The availability factor
Whenever I do a reading from The Icon Thief, I like to joke that I wrote a novel about the Rosicrucians mostly because they were available. Other conspiracy thrillers had already sucked most of the pulp out of the likes of the Freemasons, the Illuminati, and the Priory of Sion, and although the Rosicrucian novel was a genre of its own as late as the nineteenth century, there hadn’t been any examples of it in a long time. There was also a huge amount of material—not all of it particularly interesting—on Rosicrucianism and its relationship to later occult and artistic movements, so I knew early on that I’d have my choice of sources. And I suspect that if I’d done some digging and discovered that there wasn’t much there, I would have chosen a different subject entirely. The shape of that novel, in short, was largely determined by the access I had to the resources I needed: I knew before I even began laying out the plot that I wouldn’t suffer for lack of background. The same is true of many of my short stories, the majority of which were inspired by an existing book or article that offered up an abundance of useful, concrete ideas. In many cases, the plot was explicitly tailored around the facts that I had at my disposal, and if I ended up focusing on one area rather than others, it was because of the tools I happened to have at hand.
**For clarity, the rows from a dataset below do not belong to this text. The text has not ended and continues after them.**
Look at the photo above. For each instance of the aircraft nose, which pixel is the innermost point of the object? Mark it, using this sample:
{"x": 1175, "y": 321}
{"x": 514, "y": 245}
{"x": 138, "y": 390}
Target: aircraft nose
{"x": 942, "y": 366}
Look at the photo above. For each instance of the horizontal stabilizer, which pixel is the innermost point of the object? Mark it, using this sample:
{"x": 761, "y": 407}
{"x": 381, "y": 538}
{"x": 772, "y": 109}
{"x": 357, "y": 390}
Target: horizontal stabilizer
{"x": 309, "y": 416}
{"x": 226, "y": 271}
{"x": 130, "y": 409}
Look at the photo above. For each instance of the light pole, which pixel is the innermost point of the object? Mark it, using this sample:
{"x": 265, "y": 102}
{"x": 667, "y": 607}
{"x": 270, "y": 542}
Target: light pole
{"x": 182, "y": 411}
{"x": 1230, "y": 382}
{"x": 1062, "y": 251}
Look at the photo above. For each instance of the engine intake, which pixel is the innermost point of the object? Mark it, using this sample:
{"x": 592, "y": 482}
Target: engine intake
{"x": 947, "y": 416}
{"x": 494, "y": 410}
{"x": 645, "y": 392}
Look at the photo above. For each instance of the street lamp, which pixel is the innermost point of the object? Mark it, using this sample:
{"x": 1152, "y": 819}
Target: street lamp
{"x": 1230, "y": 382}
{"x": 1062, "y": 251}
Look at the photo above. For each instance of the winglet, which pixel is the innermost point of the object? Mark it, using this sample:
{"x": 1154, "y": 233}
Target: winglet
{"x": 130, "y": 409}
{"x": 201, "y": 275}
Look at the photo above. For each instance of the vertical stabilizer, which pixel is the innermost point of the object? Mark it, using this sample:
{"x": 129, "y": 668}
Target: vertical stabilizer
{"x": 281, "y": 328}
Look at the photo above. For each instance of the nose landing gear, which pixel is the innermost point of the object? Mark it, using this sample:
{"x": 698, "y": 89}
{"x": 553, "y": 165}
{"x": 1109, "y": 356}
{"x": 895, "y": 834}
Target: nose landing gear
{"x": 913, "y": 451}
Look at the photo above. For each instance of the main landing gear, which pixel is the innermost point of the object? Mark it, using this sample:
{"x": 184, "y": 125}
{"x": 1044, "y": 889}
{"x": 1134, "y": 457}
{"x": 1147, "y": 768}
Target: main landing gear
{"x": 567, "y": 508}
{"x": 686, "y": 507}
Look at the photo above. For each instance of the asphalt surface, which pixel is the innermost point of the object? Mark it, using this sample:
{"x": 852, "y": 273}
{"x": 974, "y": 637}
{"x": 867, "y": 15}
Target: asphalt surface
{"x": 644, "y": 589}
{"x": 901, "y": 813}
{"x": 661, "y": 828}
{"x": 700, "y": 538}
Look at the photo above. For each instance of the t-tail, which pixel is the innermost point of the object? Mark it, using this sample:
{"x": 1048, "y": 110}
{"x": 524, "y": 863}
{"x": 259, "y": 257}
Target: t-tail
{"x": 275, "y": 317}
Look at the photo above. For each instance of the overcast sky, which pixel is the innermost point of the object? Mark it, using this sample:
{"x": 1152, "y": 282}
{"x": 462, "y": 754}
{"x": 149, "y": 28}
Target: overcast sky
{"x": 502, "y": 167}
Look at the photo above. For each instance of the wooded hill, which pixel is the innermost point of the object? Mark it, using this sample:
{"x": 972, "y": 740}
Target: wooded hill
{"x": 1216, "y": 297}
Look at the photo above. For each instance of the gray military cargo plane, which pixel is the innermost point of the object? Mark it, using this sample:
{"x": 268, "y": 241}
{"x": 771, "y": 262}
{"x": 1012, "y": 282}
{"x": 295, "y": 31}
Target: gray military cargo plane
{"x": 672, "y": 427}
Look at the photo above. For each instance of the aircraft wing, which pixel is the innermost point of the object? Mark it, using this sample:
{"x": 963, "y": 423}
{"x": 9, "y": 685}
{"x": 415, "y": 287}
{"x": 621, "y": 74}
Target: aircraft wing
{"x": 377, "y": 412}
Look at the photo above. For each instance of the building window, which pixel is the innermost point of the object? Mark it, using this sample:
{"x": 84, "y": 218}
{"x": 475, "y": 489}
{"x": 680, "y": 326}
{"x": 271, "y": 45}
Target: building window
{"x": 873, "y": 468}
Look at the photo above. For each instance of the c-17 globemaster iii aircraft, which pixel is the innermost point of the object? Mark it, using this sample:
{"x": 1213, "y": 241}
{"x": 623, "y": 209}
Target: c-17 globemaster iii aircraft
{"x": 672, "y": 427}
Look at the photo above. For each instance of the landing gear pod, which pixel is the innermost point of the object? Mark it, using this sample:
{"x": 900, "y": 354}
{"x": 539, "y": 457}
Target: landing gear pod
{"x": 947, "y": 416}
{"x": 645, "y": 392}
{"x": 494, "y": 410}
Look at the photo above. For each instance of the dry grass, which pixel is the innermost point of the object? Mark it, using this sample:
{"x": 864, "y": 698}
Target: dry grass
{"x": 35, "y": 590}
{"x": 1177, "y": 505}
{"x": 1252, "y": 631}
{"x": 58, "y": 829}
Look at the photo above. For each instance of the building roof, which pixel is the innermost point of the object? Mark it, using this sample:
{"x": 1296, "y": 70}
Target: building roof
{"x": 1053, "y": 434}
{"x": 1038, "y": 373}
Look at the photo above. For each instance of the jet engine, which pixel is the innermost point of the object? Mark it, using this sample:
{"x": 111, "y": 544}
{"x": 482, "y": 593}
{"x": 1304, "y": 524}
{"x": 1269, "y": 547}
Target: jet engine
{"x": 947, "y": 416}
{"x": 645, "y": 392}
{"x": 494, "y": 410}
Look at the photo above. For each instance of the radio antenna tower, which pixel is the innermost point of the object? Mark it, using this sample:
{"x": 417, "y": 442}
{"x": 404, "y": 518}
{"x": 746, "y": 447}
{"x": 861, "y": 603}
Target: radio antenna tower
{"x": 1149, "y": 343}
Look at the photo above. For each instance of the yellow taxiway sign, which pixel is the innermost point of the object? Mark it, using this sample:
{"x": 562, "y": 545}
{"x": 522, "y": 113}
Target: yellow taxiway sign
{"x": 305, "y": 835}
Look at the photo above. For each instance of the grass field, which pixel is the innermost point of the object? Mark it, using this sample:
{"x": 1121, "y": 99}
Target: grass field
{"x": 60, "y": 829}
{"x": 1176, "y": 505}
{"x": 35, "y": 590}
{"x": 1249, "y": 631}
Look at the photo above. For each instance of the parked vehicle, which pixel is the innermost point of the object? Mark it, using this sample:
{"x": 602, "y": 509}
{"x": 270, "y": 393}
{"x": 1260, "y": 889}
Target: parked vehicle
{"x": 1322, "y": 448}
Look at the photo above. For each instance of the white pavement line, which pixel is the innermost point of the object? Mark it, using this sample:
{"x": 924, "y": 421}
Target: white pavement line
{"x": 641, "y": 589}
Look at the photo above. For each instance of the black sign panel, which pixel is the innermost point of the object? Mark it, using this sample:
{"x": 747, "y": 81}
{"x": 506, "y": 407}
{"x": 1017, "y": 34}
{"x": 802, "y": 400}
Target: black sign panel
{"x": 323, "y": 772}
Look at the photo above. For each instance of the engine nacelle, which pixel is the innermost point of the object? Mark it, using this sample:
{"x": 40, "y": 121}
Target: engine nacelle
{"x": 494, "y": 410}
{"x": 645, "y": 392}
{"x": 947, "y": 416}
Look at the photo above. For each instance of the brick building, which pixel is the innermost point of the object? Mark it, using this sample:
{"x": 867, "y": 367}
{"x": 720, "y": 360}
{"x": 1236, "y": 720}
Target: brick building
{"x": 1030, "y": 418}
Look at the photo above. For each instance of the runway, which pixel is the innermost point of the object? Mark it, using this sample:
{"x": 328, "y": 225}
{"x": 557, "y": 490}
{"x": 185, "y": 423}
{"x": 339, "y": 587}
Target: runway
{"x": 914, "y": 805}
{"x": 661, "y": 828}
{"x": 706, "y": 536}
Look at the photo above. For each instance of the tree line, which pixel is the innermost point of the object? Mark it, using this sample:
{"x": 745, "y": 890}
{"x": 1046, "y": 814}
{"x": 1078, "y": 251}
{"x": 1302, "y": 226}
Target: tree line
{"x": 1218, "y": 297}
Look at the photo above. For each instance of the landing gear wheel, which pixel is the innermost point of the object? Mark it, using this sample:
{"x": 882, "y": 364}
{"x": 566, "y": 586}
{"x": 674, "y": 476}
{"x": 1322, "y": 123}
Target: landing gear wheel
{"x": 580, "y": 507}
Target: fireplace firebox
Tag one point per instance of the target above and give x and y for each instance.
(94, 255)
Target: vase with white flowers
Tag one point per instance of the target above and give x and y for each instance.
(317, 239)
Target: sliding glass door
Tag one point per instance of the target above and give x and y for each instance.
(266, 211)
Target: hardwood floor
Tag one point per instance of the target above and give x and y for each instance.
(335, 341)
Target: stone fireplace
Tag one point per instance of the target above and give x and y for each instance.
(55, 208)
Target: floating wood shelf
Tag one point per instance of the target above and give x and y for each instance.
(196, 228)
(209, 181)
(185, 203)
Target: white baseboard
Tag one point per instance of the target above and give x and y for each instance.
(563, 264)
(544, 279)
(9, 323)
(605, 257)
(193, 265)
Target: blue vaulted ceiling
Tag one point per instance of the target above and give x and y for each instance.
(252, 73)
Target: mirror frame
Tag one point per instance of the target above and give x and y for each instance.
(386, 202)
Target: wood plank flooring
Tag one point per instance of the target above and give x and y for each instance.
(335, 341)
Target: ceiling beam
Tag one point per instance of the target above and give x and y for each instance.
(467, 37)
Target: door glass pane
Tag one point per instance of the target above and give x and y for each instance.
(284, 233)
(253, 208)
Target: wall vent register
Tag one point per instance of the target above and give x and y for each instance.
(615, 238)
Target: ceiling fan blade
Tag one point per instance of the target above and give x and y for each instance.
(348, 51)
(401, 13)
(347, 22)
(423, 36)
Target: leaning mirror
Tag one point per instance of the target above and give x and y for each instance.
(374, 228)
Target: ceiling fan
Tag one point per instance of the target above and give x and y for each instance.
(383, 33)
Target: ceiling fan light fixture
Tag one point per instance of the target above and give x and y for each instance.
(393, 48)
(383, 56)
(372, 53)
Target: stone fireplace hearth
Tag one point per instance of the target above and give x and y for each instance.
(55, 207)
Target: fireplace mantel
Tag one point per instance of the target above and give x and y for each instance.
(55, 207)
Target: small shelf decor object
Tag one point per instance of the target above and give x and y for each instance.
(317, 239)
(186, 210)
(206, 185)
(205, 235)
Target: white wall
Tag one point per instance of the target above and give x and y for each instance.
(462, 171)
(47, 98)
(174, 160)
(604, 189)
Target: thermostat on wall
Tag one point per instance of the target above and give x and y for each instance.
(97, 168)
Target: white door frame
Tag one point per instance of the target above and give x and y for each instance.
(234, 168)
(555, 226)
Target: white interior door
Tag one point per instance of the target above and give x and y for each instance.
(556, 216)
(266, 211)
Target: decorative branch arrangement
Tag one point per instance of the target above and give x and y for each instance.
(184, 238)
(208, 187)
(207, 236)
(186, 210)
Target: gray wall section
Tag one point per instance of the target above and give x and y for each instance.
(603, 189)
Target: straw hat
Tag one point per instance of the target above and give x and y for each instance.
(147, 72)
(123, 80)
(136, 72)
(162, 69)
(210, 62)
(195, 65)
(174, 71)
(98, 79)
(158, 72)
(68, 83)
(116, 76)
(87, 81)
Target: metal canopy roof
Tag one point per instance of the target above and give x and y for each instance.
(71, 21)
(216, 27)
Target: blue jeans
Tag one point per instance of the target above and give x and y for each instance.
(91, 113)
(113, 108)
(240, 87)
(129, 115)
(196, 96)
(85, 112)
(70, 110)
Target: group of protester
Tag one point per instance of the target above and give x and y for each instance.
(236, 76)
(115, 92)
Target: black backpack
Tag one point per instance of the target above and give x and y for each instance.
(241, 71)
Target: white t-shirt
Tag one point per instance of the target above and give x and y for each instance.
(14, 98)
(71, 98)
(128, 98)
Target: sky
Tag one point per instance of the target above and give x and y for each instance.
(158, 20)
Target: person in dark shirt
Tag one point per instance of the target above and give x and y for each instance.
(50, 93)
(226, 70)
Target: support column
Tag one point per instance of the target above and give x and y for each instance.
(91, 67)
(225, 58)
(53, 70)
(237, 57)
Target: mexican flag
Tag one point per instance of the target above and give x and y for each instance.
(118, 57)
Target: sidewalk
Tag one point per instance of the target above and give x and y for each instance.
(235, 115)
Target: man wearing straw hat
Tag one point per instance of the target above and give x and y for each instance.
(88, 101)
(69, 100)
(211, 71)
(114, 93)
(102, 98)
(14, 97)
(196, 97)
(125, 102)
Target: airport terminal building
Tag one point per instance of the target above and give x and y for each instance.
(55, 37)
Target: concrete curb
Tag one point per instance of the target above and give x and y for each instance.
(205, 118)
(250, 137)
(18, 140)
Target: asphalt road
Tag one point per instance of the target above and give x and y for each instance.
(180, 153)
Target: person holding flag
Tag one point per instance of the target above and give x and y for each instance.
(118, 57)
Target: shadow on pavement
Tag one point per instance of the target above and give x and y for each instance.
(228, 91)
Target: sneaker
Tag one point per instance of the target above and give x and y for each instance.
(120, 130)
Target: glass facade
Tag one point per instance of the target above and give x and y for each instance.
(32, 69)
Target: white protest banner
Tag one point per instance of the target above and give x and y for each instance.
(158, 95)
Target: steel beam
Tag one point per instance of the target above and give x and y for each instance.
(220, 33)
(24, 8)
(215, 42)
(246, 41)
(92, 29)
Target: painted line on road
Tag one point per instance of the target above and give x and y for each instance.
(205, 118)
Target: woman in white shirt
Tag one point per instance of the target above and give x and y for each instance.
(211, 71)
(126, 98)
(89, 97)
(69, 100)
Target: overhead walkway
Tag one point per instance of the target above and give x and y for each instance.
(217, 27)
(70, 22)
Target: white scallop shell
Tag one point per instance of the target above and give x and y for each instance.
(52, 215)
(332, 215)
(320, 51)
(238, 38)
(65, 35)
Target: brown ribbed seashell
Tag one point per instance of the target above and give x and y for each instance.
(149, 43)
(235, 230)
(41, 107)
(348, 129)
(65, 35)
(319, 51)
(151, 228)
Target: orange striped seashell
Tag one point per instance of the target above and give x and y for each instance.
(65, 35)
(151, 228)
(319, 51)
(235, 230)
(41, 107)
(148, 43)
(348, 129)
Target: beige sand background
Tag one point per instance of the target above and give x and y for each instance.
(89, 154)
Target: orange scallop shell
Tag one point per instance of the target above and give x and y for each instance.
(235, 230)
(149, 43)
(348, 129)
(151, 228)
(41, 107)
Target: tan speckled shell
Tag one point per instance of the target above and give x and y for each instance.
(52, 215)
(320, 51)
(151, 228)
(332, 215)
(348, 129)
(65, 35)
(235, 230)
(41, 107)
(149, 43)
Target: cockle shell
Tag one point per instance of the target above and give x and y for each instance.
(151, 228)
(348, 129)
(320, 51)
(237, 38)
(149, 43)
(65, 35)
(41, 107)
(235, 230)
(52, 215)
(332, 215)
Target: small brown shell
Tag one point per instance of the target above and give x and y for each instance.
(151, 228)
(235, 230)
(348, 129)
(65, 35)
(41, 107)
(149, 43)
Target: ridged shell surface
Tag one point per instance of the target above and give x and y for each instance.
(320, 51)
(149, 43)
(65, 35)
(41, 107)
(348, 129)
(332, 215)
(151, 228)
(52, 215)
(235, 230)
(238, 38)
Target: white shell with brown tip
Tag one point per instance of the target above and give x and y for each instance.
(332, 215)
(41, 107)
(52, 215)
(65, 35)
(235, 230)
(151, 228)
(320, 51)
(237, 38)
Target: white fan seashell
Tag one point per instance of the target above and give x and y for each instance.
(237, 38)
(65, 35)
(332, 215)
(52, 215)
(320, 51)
The question of availability—or, more specifically, of whether or not you have a reasonable expectation of finding the materials you need—governs a surprising amount of creative work, both in the arts and in other fields. In The Art of Scientific Investigation, W.I.B. Beveridge tells us: “The great American bacteriologist Theobald Smith said that he always took up the problem that lay before him, chiefly because of the easy access of material, without which research is crippled.” It’s a strategy that has affinities with bricolage, or the art of making do with whatever is lying around, and it also reflects the sifting and filtering process required to distill any body of information into a readable form. (“The output an ounce, the labor a year,” as Mayakovsky says, and it only works if you have plenty of ore in the first place.) There seems to be a critical mass you need to reach before you can start serious work on any project, and although much of it has to be spun out of the creator’s own substance, like Whitman’s noiseless patient spider, it doesn’t hurt to have a ready reservoir of ideas from the outside world. Making anything worthwhile is hard enough as it is, so it helps to know from the start that you have access to a decent body of material. And this can come from the details of your own life as much as from anything else: “Write what you know” is less an admonition from up on high than a practical guideline for ensuring that you have enough with which to proceed.
Of course, there are risks to this approach, since it can lead to an excessive focus on the obvious. In his valuable book Discovering, Robert Scott Root-Bernstein writes:
Where does one find problems? Not where answers already exist. There is an old story about a drunk who loses his key in a dark alley. A policeman wandering by later finds the drunk on his hands and knees under the street lamp at the corner. “Hey! What are you doing there?” “Looking for my key.” “Where’d ya lose it?” “In the alley.” “Then why are you looking under the lamp?” “It’s too dark to see in the alley.” Like the drunk, too many scientists choose their research projects within the sphere of existing light. They are scared to be ignorant, scared to founder. They are what Peter Medawar calls “philagnoists”—lovers of their own ignorance. Not so the best scientists, who seek out the unknown. Peter Carruthers, head of theoretical physics at Los Alamos, speaks for many when he says: “There’s a special tension to people who are constantly in the position of making new knowledge. You’re always out of equilibrium. When I was young, I was deeply troubled by this. Finally, I realized that if I understood too clearly what I was doing, where I was going, then I probably wasn’t working on anything very interesting.” Don’t be paranoid of the void.
Later on, Root-Bernstein adds: “There will be a crowd searching under the light. If you assume that keys to understanding nature are fairly randomly spread about, your chances of finding one are much better out in the dark because you’re likely to be the only one searching there.” The problem, then, is how to reconcile this with the availability factor, and as with most aspects of the creative process, the key lies in striking a balance: the excursions we make into the unknown are most likely to succeed if we’ve tethered ourself to a stable body of known facts, particularly if it happens to border an area of darkness. And such islands of material are more common than you might think. As a writer, I’ve learned to focus on information that is available but obscure: the world is full of ideas or subjects that have been explored up to a point and then abandoned, or relegated to a forgotten corner of intellectual history. It’s why I’ve made a point of seeking out the books that nobody reads anymore, or using a single idea as a wedge to pry my way into a body of knowledge that I wouldn’t have found if I hadn’t been looking for it. Again and again, I’ve been amazed to find ideas that were neglected, or known only to specialists, that provided a foundation for fascinating stories. It’s a big world out there, and not every lamp has a crowd beneath it. If half of being a writer is knowing where the lamps are, and being able to recognize one when you see it, the other half lies in pushing past that circle of illumination into the shadows. And you’ll have better luck if you move from the light into the dark, or the other way around, than if you focus solely on one or the other.